Er beugte sich zu mir herab und ein gab mir sanft einen Kuss. Ein unbeschreibliches Gefühl durchströmte meinen Körper; ein wahres Prickeln, und ich schloss meine Augen. In dem Moment wollte ich mehr, viel mehr und zog ihn fester an mich heran.
Unsere Küssen wurden immer heftiger, das Verlangen immer größer. Wir hatten es dennoch nicht eilig, uns die Klamotten vom Leib zu reißen. Viel mehr wollten wir den einzigartigen Augenblick festhalten.
Ich glaube, es war gar nicht so wichtig, wo wir es hatten. Hey- schließlich hatte ich auf dem Friedhof den ersten Kuss von Liam bekommen. Warum sollte da eine alte Scheune einen Unterschied machen? Unsere Körper verschmilzten förmlich und die Welt schien still zu stehen. Es war ein sanftes aber zugleich irre geiles Gefühl. Einfach unbeschreiblich.
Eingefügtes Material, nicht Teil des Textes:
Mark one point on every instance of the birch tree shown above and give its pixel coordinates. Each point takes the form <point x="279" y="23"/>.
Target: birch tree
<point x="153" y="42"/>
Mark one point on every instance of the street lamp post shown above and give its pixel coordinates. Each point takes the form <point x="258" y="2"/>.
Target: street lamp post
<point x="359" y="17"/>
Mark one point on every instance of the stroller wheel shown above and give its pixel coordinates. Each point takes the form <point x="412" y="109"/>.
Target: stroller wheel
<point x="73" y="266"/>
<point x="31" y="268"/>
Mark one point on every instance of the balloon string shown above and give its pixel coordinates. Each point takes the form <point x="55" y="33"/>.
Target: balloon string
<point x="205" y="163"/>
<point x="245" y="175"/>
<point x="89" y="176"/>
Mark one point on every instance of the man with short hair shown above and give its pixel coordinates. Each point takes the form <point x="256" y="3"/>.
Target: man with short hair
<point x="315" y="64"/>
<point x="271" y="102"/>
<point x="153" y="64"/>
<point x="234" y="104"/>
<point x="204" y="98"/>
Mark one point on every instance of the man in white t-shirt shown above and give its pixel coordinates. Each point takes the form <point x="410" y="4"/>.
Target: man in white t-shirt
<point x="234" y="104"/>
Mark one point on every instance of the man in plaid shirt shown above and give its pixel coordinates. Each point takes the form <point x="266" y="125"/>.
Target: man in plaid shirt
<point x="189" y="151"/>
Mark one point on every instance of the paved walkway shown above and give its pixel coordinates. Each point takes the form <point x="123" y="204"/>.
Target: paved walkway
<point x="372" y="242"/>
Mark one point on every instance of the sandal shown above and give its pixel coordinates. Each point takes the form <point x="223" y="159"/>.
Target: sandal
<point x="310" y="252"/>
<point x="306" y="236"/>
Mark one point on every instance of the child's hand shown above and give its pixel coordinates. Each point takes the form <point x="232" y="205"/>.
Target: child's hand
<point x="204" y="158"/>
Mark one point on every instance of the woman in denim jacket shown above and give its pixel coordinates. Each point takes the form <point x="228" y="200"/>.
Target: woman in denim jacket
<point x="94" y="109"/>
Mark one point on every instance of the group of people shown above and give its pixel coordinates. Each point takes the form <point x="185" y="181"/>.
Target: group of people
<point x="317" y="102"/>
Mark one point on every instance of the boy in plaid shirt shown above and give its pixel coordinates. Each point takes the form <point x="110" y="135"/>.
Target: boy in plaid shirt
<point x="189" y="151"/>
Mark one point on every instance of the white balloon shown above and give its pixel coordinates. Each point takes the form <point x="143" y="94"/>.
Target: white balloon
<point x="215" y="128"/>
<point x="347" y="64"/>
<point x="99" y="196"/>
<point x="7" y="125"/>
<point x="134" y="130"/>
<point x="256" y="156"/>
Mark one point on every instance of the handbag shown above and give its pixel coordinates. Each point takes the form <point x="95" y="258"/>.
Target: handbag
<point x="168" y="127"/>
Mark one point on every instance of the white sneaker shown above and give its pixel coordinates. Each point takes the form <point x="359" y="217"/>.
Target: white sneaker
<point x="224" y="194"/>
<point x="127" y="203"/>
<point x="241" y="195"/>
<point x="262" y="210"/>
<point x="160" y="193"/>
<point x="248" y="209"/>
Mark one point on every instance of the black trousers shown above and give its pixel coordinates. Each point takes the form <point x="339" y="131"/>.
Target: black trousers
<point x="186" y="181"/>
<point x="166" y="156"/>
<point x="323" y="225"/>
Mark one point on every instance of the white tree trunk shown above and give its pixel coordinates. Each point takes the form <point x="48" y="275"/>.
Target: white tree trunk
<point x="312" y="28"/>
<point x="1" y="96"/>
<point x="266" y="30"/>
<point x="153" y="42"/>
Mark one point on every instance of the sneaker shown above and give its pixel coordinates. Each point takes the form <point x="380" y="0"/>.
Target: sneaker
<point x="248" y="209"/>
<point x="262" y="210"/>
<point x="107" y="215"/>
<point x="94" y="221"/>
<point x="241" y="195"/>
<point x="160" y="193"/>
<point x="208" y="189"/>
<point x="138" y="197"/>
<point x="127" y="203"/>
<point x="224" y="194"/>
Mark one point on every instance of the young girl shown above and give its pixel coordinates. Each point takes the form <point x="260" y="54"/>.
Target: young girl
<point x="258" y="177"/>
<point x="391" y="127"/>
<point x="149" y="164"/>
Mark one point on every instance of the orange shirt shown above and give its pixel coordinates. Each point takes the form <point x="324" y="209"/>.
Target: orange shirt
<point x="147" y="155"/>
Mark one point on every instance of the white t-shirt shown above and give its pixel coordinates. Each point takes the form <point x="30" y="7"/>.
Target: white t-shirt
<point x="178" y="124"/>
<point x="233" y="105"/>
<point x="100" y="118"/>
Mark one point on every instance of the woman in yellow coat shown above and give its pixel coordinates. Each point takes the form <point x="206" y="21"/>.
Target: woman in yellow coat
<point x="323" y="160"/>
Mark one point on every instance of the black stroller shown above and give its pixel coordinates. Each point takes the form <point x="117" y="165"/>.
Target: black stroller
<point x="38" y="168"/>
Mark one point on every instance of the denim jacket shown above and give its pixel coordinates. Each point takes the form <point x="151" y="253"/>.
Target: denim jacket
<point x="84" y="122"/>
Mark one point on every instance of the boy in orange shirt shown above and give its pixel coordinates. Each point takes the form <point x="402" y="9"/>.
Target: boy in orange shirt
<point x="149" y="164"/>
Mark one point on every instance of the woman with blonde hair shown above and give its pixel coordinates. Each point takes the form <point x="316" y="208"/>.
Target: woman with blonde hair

Nach dem Akt, wenn ich es es so sagen darf, gab es eigentlich nicht viel zu reden. Das hätte wohl die Atmosphäre zerstört. Unsere Kleidung diente mehr oder weniger als Decke, doch mir war so noch sehr warm und das Stroh gab sein übriges. Eng aneinander gekuschelt lag ich auf seiner Brust und lauschte seinen Herzschlag. In der Zeit strich mir Liam über das Haar.
Ich seufzte zufrieden, worüber er lächelte. Der Nachmittag hätte ewig dauern können. Ich schloss meine Augen und döste etwas ein. Während jegliches Zeitgefühl irrrelevant war, wurde ich irgendwann von einen merkwürdigen Geruch geweckt. Verwirrt setzte ich mich auf und sah, das auch Liam eingeschlafen war. Mein Blick war verschwommen, doch schlagartig war ich hellwach, was sich
vor uns abspielte: Stroh, das quer über den Boden verteilt lag, und das auch am Eingang!, stand in Flammen!